A novel evasion technique dubbed "Zombie ZIP" has been disclosed, enabling threat actors to conceal malicious payloads within specially crafted ZIP archives that bypass detection by most antivirus (AV) and endpoint detection and response (EDR) solutions. The method exploits a fundamental trust in ZIP file headers, where security scanners parse the archive metadata to determine how to inspect the contents. By manipulating a specific header field to falsely declare compressed data as uncompressed, the archive appears benign to security tools while remaining unreadable to standard extraction utilities, creating a potent delivery mechanism for malware.
The technique, discovered by security researcher Chris Aziz of Bombadil Systems, hinges on the manipulation of the 'Method' field within the ZIP local file header. This field typically indicates the compression algorithm used, such as '0' for STORED (uncompressed) or '8' for DEFLATE (compressed). In a Zombie ZIP file, the header is crafted to declare Method=0 (STORED), signaling to parsers that the subsequent file data is raw, uncompressed bytes. However, the actual payload data is compressed using the standard DEFLATE algorithm. Consequently, security engines that trust the header scan the DEFLATE-compressed data stream as if it were plaintext, seeing only meaningless, compressed "noise" that contains no recognizable malware signatures, thereby evading detection.
This evasion is highly effective; testing against 51 AV engines on VirusTotal revealed that 50 failed to detect malware embedded using this method. Standard archive utilities like WinRAR or 7-Zip also fail to extract these files correctly, often returning errors or corrupted data, as they too follow the misleading header. The malicious viability comes from a custom loader—a piece of malware deployed separately—that is programmed to ignore the fraudulent header. This loader correctly identifies and inflates the DEFLATE-compressed payload, executing the hidden malware. This bifurcated approach separates the delivery vehicle (the Zombie ZIP) from the execution mechanism, complicating defense.
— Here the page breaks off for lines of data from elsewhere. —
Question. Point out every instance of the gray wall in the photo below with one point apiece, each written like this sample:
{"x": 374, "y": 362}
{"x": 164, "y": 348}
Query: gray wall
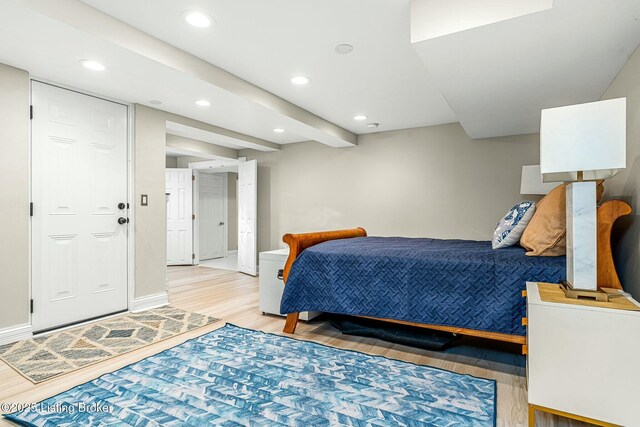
{"x": 232, "y": 210}
{"x": 432, "y": 181}
{"x": 625, "y": 185}
{"x": 150, "y": 221}
{"x": 171, "y": 162}
{"x": 14, "y": 208}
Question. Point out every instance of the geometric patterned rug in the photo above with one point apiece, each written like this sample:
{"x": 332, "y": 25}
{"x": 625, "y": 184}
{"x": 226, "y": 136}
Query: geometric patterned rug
{"x": 240, "y": 377}
{"x": 41, "y": 358}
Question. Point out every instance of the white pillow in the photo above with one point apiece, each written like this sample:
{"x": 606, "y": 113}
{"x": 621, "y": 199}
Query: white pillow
{"x": 512, "y": 225}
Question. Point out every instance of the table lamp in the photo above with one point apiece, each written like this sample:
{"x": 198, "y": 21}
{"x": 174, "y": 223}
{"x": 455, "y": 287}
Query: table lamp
{"x": 583, "y": 143}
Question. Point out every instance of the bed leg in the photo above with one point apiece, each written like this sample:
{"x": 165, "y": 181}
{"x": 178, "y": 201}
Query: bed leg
{"x": 291, "y": 323}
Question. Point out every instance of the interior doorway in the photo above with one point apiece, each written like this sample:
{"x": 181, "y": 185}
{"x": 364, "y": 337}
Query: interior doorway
{"x": 224, "y": 197}
{"x": 216, "y": 218}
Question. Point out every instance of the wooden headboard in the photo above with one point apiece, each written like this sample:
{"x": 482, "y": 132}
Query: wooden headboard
{"x": 299, "y": 242}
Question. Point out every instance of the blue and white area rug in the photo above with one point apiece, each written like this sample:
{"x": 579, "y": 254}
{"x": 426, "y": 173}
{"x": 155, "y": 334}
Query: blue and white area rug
{"x": 236, "y": 376}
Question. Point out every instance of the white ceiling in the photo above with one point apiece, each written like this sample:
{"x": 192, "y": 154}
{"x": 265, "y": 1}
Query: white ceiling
{"x": 51, "y": 50}
{"x": 266, "y": 42}
{"x": 495, "y": 78}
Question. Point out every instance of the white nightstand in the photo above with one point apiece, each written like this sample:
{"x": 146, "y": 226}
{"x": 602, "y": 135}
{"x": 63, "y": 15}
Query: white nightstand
{"x": 271, "y": 287}
{"x": 582, "y": 362}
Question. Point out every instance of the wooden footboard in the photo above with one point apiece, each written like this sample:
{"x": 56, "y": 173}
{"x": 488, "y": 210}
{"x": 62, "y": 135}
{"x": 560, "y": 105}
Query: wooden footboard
{"x": 298, "y": 243}
{"x": 608, "y": 213}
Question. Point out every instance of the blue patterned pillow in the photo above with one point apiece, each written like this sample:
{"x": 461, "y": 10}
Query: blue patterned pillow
{"x": 512, "y": 225}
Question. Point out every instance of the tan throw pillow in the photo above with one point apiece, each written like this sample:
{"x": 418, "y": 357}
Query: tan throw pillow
{"x": 545, "y": 234}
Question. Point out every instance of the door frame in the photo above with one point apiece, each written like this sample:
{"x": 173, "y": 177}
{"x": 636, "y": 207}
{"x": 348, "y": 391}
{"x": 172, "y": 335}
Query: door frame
{"x": 130, "y": 186}
{"x": 196, "y": 211}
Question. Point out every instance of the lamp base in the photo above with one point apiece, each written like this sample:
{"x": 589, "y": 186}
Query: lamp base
{"x": 596, "y": 295}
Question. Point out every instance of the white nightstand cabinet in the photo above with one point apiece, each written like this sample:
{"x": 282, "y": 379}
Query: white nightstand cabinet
{"x": 583, "y": 362}
{"x": 271, "y": 287}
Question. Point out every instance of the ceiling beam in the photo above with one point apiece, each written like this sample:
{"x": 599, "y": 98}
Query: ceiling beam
{"x": 92, "y": 21}
{"x": 220, "y": 136}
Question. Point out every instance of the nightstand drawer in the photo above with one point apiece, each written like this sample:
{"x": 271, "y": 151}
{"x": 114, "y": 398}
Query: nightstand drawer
{"x": 583, "y": 360}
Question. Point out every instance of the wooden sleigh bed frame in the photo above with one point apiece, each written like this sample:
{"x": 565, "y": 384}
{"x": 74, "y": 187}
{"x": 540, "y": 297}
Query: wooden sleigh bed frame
{"x": 608, "y": 213}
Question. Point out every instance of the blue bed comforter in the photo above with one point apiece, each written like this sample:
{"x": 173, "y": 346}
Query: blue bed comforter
{"x": 444, "y": 282}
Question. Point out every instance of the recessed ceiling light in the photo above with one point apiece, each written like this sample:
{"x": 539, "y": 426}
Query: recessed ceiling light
{"x": 92, "y": 65}
{"x": 197, "y": 19}
{"x": 300, "y": 80}
{"x": 343, "y": 49}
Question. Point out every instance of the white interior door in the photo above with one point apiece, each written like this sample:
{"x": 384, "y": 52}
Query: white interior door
{"x": 247, "y": 216}
{"x": 179, "y": 217}
{"x": 211, "y": 215}
{"x": 79, "y": 178}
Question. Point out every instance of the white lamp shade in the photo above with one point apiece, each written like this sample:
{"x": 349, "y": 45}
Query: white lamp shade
{"x": 586, "y": 137}
{"x": 531, "y": 182}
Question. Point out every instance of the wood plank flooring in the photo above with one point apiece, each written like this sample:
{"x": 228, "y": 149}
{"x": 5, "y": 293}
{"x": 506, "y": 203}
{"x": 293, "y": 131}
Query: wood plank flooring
{"x": 234, "y": 298}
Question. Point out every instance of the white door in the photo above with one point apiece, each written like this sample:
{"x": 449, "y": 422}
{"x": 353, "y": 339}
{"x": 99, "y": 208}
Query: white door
{"x": 247, "y": 216}
{"x": 179, "y": 217}
{"x": 79, "y": 180}
{"x": 211, "y": 208}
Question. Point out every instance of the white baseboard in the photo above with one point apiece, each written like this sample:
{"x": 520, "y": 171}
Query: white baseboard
{"x": 150, "y": 301}
{"x": 15, "y": 333}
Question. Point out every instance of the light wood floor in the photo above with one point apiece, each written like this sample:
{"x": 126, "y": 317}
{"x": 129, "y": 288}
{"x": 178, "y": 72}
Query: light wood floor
{"x": 234, "y": 298}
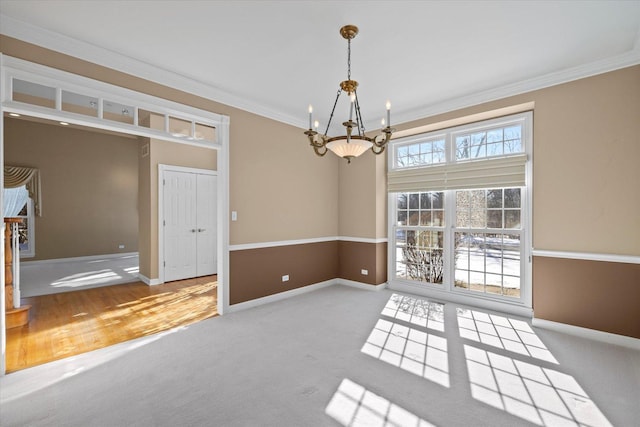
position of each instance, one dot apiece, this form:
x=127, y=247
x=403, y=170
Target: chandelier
x=351, y=144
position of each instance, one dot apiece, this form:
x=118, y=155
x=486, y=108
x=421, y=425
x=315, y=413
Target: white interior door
x=180, y=226
x=206, y=219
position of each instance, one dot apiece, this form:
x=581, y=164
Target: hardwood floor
x=66, y=324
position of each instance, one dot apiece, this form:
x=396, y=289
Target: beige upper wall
x=585, y=152
x=89, y=187
x=279, y=188
x=363, y=197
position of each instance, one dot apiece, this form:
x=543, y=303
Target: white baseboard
x=606, y=337
x=360, y=285
x=456, y=298
x=280, y=296
x=78, y=259
x=150, y=282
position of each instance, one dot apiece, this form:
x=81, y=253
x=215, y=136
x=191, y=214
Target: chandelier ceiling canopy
x=351, y=144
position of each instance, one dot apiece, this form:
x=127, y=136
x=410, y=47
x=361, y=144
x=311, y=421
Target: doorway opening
x=44, y=93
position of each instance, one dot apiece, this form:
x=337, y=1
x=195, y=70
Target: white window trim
x=447, y=291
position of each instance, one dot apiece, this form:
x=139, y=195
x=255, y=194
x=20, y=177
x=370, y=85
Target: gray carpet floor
x=337, y=356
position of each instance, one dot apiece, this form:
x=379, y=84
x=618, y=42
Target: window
x=459, y=208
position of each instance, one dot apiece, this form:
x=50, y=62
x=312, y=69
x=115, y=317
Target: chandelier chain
x=349, y=59
x=326, y=132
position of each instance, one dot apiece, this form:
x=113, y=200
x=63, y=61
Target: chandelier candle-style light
x=351, y=144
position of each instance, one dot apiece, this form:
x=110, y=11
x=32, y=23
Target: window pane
x=402, y=218
x=414, y=201
x=118, y=112
x=438, y=218
x=512, y=198
x=437, y=200
x=494, y=198
x=414, y=217
x=494, y=135
x=79, y=104
x=425, y=218
x=494, y=219
x=33, y=93
x=205, y=132
x=402, y=201
x=179, y=127
x=421, y=259
x=511, y=219
x=150, y=120
x=462, y=147
x=478, y=218
x=425, y=200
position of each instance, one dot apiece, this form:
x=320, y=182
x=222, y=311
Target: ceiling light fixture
x=349, y=145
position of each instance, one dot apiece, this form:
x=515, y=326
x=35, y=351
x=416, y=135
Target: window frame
x=447, y=290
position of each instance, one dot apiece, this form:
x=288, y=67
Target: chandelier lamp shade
x=354, y=142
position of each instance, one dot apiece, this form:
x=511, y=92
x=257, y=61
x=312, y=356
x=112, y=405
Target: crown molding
x=107, y=58
x=110, y=59
x=627, y=59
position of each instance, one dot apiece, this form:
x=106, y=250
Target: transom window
x=459, y=210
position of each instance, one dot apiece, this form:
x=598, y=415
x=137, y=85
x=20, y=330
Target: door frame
x=162, y=168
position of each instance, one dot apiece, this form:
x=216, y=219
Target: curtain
x=14, y=201
x=17, y=176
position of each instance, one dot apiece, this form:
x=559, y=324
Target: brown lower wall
x=356, y=256
x=257, y=273
x=599, y=295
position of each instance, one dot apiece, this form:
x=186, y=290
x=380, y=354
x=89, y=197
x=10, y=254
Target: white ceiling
x=277, y=57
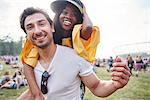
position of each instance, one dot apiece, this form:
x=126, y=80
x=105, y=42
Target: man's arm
x=29, y=74
x=86, y=26
x=101, y=88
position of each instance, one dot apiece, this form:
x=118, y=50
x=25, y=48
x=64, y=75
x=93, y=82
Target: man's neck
x=46, y=55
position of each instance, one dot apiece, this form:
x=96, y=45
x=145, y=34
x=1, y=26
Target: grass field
x=138, y=88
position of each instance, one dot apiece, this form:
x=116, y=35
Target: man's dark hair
x=30, y=11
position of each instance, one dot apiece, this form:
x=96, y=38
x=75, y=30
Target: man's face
x=38, y=29
x=68, y=17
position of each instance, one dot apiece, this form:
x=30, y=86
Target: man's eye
x=42, y=23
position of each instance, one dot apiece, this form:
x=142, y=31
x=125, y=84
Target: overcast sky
x=121, y=22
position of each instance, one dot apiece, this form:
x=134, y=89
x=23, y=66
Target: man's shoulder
x=67, y=51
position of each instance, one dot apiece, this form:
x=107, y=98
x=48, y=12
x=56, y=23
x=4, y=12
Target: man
x=60, y=70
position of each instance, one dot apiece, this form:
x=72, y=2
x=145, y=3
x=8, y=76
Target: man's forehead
x=34, y=18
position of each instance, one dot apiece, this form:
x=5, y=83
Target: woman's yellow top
x=85, y=48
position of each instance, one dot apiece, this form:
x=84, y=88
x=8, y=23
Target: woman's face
x=68, y=18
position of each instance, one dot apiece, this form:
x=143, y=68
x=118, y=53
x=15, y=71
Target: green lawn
x=138, y=88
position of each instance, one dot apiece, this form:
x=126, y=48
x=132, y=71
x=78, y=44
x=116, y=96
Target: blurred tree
x=9, y=47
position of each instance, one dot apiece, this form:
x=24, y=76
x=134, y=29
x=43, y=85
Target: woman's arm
x=86, y=26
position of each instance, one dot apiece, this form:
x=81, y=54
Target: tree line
x=10, y=47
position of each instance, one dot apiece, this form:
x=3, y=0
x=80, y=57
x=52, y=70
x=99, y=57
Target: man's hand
x=39, y=97
x=120, y=73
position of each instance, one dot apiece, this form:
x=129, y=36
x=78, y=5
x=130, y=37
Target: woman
x=73, y=28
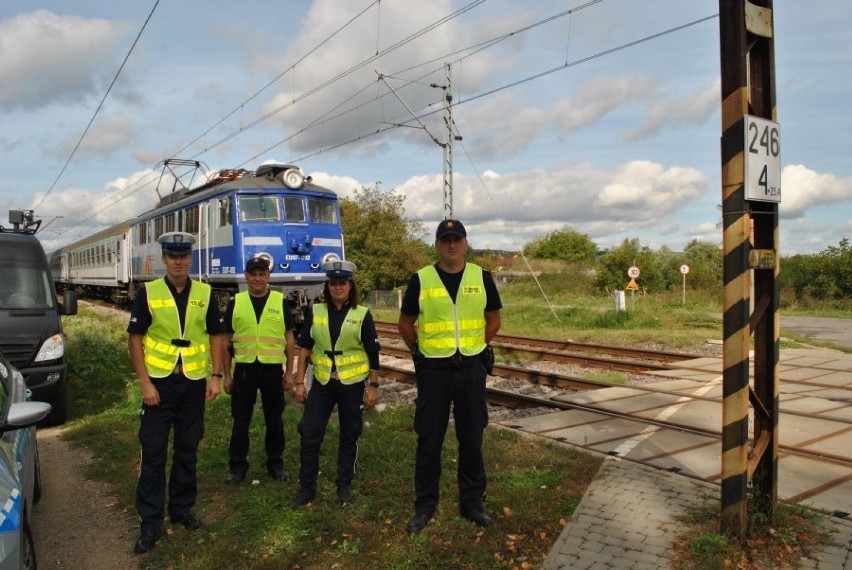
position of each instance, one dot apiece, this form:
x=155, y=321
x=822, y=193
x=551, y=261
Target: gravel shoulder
x=77, y=523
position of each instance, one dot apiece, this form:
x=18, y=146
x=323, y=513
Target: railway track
x=600, y=426
x=620, y=420
x=591, y=355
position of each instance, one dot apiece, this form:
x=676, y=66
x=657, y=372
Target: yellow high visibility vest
x=444, y=327
x=352, y=365
x=161, y=355
x=266, y=340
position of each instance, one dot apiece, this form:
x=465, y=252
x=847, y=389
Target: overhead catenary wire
x=326, y=84
x=97, y=110
x=324, y=119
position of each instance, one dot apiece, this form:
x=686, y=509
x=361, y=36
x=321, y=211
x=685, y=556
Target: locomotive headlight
x=293, y=178
x=330, y=258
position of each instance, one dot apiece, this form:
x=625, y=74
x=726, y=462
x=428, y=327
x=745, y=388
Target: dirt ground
x=77, y=524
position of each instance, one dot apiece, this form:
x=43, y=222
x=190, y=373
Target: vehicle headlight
x=52, y=349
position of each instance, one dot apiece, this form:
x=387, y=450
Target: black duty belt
x=457, y=360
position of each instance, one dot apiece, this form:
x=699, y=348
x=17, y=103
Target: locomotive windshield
x=322, y=211
x=294, y=209
x=259, y=209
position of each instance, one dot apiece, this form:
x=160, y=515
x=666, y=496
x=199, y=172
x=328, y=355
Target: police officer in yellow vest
x=175, y=342
x=339, y=337
x=449, y=314
x=261, y=331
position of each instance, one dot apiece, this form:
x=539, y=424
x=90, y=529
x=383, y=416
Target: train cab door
x=205, y=241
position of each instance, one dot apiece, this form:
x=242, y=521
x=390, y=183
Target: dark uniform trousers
x=182, y=406
x=349, y=399
x=438, y=386
x=248, y=380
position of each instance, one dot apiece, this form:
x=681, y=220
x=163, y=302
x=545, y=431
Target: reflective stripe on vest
x=444, y=327
x=353, y=365
x=264, y=340
x=161, y=356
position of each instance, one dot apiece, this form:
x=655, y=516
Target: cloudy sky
x=602, y=116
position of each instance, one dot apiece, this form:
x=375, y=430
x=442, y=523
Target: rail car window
x=224, y=212
x=294, y=209
x=259, y=208
x=191, y=223
x=142, y=233
x=322, y=211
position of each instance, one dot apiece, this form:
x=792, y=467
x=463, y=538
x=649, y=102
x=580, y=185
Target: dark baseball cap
x=257, y=263
x=339, y=269
x=450, y=228
x=176, y=243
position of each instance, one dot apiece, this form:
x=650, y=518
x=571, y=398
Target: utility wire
x=369, y=134
x=100, y=105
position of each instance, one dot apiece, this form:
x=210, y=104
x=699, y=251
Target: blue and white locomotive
x=274, y=212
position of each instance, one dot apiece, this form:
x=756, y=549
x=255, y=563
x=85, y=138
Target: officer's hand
x=417, y=357
x=301, y=392
x=212, y=389
x=150, y=395
x=372, y=397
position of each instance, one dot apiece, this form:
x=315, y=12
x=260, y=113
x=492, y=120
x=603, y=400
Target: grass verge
x=533, y=488
x=795, y=535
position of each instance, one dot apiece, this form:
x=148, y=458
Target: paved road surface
x=838, y=331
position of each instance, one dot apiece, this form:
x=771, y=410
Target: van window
x=25, y=287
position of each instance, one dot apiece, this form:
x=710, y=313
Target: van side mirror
x=69, y=303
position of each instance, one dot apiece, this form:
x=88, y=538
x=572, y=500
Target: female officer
x=340, y=338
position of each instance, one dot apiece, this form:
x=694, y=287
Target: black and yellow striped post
x=747, y=88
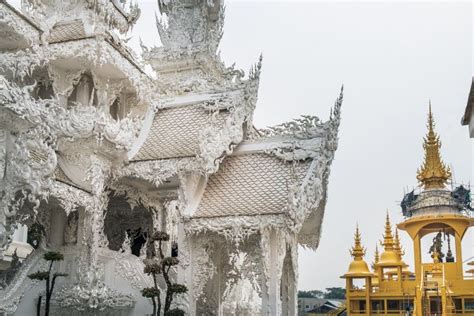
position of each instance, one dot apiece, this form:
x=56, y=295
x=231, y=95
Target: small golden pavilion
x=440, y=285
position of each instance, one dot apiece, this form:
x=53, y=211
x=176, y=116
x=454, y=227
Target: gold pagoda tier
x=438, y=285
x=358, y=267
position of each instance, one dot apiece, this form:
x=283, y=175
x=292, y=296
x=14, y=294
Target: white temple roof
x=181, y=125
x=66, y=31
x=250, y=184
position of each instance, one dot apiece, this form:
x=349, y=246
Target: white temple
x=95, y=155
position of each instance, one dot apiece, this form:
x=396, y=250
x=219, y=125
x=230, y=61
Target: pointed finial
x=376, y=255
x=397, y=245
x=357, y=251
x=388, y=242
x=433, y=174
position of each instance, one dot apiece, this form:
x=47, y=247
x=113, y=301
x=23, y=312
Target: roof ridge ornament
x=357, y=251
x=191, y=26
x=433, y=174
x=388, y=243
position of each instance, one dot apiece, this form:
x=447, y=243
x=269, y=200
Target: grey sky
x=392, y=58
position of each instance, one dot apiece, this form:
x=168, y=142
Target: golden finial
x=388, y=242
x=357, y=251
x=376, y=256
x=358, y=266
x=433, y=174
x=397, y=245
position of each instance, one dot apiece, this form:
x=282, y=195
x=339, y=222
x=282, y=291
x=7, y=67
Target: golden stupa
x=438, y=285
The researcher has published a proof-of-concept (PoC) on GitHub, including sample archives and technical details, to raise awareness and spur improvements in defensive parsing. This disclosure follows a week of significant cybersecurity developments, including reports of hackers abusing .arpa DNS and IPv6 to evade phishing defenses, Microsoft's warning about AI abuse throughout the cyberattack lifecycle, and campaigns like 'InstallFix' pushing infostealers via fake Claude AI coding guides. Defenders are advised to enhance security postures by not solely relying on static file header analysis, implementing behavioral detection for anomalous archive processing, and applying patches such as the recent Windows 10 KB5078885 Extended Security Update.